I shall come back this week; your aunt wants you here, and a change
will do you good.


BLACKDEEP, 10th April 1839.

I am glad you went to Ely, for yesterday the parson called to see
you. He had received a letter from Mr. Craggs, and considered it
his duty as a Christian minister to endeavour to bring about a
reconciliation. I told him at once he might spare himself the
pains, for they would be useless. He replied that I ought to think
of the example. Well, at that I broke out. I asked him whether
that slut of a Quimby girl wasn't a worse example, who at five-and-
twenty had married Horrocks, the hoary old wretch, for his money,
and leads him a dog's life? Had he ever warned either of them?
They go to church regular.
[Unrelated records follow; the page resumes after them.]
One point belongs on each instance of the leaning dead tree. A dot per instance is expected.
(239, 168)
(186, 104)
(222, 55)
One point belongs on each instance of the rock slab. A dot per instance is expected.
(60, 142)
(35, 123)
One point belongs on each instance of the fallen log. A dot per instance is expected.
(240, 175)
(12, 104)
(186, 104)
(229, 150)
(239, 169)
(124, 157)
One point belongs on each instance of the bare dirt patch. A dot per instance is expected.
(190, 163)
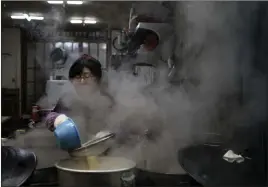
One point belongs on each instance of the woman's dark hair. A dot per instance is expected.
(86, 61)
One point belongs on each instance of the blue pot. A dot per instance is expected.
(67, 135)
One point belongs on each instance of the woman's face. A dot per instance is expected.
(86, 78)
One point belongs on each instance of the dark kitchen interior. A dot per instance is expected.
(116, 33)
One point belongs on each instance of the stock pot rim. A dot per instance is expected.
(131, 165)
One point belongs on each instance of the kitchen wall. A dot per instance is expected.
(11, 71)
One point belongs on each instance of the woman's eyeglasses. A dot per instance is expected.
(84, 76)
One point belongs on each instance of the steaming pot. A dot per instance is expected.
(96, 171)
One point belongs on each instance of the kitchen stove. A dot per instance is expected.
(48, 177)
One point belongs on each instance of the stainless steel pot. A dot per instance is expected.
(96, 171)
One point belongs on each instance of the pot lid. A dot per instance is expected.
(94, 164)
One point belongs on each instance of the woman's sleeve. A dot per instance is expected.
(51, 117)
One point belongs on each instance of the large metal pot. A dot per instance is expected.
(96, 171)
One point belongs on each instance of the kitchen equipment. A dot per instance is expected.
(93, 147)
(67, 135)
(206, 165)
(17, 165)
(151, 178)
(100, 171)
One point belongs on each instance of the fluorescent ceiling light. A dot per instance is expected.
(76, 21)
(75, 2)
(90, 21)
(36, 17)
(55, 2)
(26, 16)
(17, 17)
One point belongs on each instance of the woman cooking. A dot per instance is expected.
(83, 100)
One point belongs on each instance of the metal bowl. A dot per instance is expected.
(93, 147)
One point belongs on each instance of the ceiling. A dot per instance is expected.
(112, 13)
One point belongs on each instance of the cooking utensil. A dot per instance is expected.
(17, 165)
(67, 135)
(101, 171)
(206, 165)
(93, 147)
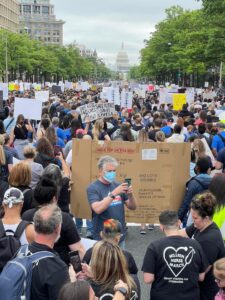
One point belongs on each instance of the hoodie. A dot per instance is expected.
(194, 186)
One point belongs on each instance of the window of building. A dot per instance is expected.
(27, 8)
(45, 10)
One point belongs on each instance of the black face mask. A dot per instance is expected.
(196, 170)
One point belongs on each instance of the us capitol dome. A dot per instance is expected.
(122, 61)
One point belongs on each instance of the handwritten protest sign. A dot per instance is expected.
(151, 166)
(5, 90)
(30, 108)
(126, 99)
(42, 95)
(178, 101)
(95, 111)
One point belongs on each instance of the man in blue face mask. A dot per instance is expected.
(107, 197)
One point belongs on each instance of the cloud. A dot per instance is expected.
(104, 25)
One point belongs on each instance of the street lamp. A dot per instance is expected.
(6, 55)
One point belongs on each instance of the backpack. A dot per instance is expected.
(10, 244)
(16, 277)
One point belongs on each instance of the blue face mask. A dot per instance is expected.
(110, 176)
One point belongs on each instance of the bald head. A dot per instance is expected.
(47, 219)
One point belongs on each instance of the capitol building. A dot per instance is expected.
(122, 61)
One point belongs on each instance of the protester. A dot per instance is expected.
(107, 197)
(11, 225)
(45, 193)
(217, 188)
(219, 274)
(47, 284)
(20, 177)
(21, 134)
(194, 186)
(112, 230)
(207, 233)
(108, 265)
(36, 169)
(163, 258)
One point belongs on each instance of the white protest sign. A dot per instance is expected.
(126, 99)
(209, 95)
(190, 95)
(30, 108)
(5, 89)
(95, 111)
(42, 95)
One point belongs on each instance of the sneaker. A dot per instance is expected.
(89, 235)
(151, 227)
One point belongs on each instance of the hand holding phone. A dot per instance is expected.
(75, 261)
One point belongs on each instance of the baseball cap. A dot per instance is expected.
(12, 196)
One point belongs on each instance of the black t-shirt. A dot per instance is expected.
(68, 234)
(64, 196)
(152, 134)
(176, 263)
(212, 244)
(132, 267)
(20, 132)
(48, 276)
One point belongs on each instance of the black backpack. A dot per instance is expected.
(10, 244)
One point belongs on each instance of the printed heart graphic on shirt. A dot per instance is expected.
(178, 258)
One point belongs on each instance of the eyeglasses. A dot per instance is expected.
(217, 280)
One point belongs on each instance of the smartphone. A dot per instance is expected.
(75, 261)
(128, 181)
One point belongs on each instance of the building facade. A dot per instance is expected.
(9, 15)
(37, 18)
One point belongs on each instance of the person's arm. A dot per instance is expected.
(118, 295)
(107, 138)
(78, 247)
(218, 165)
(149, 278)
(100, 206)
(65, 167)
(131, 203)
(201, 277)
(29, 126)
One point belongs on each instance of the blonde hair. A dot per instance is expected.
(142, 136)
(219, 269)
(108, 265)
(97, 129)
(199, 148)
(20, 175)
(2, 153)
(160, 136)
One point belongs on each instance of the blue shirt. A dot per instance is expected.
(97, 191)
(217, 142)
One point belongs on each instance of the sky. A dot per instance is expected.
(105, 25)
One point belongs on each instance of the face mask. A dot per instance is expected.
(110, 176)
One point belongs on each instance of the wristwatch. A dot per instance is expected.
(122, 290)
(111, 195)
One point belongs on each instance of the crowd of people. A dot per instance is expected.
(35, 183)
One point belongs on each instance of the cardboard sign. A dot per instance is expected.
(95, 111)
(56, 89)
(43, 96)
(1, 99)
(4, 88)
(126, 99)
(158, 171)
(30, 108)
(178, 101)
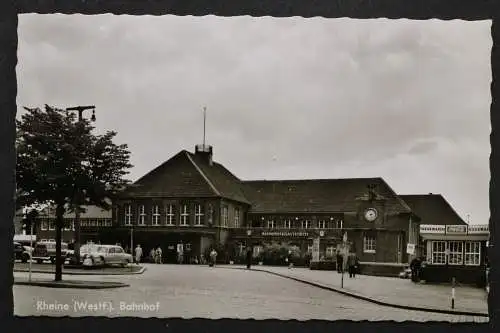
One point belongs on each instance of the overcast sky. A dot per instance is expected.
(286, 98)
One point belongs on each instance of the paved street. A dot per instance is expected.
(199, 291)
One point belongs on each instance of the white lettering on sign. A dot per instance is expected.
(285, 233)
(456, 229)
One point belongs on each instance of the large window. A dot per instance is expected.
(44, 224)
(225, 217)
(156, 215)
(369, 244)
(198, 215)
(128, 214)
(170, 214)
(472, 253)
(184, 215)
(456, 253)
(142, 215)
(439, 252)
(236, 217)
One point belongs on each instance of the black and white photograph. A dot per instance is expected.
(242, 167)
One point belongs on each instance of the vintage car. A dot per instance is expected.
(21, 252)
(102, 255)
(46, 250)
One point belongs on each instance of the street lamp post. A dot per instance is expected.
(80, 110)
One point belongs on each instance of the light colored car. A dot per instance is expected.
(101, 255)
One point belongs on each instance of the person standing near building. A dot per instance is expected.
(138, 254)
(159, 253)
(249, 257)
(289, 259)
(340, 261)
(213, 257)
(351, 265)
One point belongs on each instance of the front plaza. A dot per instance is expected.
(194, 203)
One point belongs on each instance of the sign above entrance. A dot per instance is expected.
(456, 229)
(285, 233)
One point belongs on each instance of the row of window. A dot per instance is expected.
(50, 224)
(305, 224)
(455, 253)
(170, 215)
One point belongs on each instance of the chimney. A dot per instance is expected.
(205, 152)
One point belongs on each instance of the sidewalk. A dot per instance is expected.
(397, 292)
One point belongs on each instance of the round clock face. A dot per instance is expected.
(371, 214)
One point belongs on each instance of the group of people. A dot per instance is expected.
(352, 263)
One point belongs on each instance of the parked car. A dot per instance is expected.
(47, 251)
(20, 252)
(406, 273)
(101, 255)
I was very free, and I said I thought it
was a bright example that a woman should have given up a fine house
and money in London because there was no love with them, and should
have come back to her mother at Blackdeep. Besides, I added, why
should my Esther suffer a living death for years for the sake of the
folk hereabouts? They weren't worth it. She was too precious for
that. 'Oh!' but he went on again, 'they have souls to be saved.
Husbands and wives may be led to imagine there is no harm in
separating, and may yield to the temptations of unlawful love.'
This made me very hot, and I gave it him back sharp that a sinner
could find in the Bible itself an excuse for his sin.